# Smart TVs



## pbrown7582 (Jan 8, 2015)

HID has started looking for a new TV and the smart ones are on the radar. Get the idea but anyone have one and advise, Good bad points and things to look out for?


----------



## garyinderry (Jan 8, 2015)

Just bought this. 

I can mirror the surface tablet straight to the TV.  Great function.

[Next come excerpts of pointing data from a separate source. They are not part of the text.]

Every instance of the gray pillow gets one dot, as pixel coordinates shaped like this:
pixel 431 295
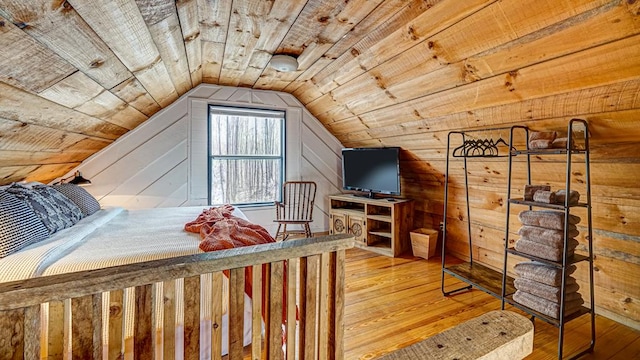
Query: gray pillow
pixel 19 225
pixel 81 197
pixel 43 208
pixel 61 202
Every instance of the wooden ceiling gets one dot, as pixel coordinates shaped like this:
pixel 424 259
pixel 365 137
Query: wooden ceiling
pixel 75 75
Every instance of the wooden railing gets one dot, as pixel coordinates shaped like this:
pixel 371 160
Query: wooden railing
pixel 83 315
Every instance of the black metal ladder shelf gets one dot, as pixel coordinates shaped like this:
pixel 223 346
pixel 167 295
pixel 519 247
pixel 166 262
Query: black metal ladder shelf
pixel 473 144
pixel 576 126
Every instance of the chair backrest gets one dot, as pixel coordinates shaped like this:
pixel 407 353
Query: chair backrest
pixel 297 199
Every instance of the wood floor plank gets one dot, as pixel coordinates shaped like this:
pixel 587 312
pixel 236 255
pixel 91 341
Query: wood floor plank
pixel 395 302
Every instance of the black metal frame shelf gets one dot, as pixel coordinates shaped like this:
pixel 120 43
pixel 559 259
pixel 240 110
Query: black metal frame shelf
pixel 566 208
pixel 471 272
pixel 576 258
pixel 544 205
pixel 546 318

http://www.johnlewis.com/sony-bravi...d=402x31138&tmad=c&tmcampid=73&kpid=233119018


----------



## Old Skier (Jan 8, 2015)

I have a Panasonic and am pleased with it. A note of caution. Different makes allow you to access different programmes/apps so you need to investigate and see what you want. Also ensure your broadband is up to it and the position of the TV allows for good wireless connectivity if your going to go through your wifi link.


----------



## Old Skier (Jan 8, 2015)

garyinderry said:



			Just bought this. 

I can mirror the surface tablet straight to the TV.  Great function.
		
Click to expand...

allowing you to regain control of the TV even when HID snaffles the remote


----------



## spongebob59 (Jan 8, 2015)

pbrown7582 said:



			HID has started looking for a new TV and the smart ones are on the radar. Get the idea but anyone have one and advise, Good bad points and things to look out for?
		
Click to expand...

Have a look on avforums.

https://www.avforums.com/

Ive a series 6 Samsung, can't fault it.


----------



## garyinderry (Jan 8, 2015)

Old Skier said:



			allowing you to regain control of the TV even when HID snaffles the remote 

Click to expand...

Will be used when streaming 3oclock kick offs. :lol:


----------



## Val (Jan 8, 2015)

I also have just bought one and like it, I use Netflix app and some widgets also, some mirroring etc, lots to keep me occupied. Ask yourself what you are looking for in a TV before paying extra for a smart TV, will you use the smart apps? If not then buy an non smart TV and save some dosh.


----------



## sawtooth (Jan 8, 2015)

Been looking at the Panny TX50AX802B as an upgrade for the lounge so I can put the 42 incher in the bedroom. 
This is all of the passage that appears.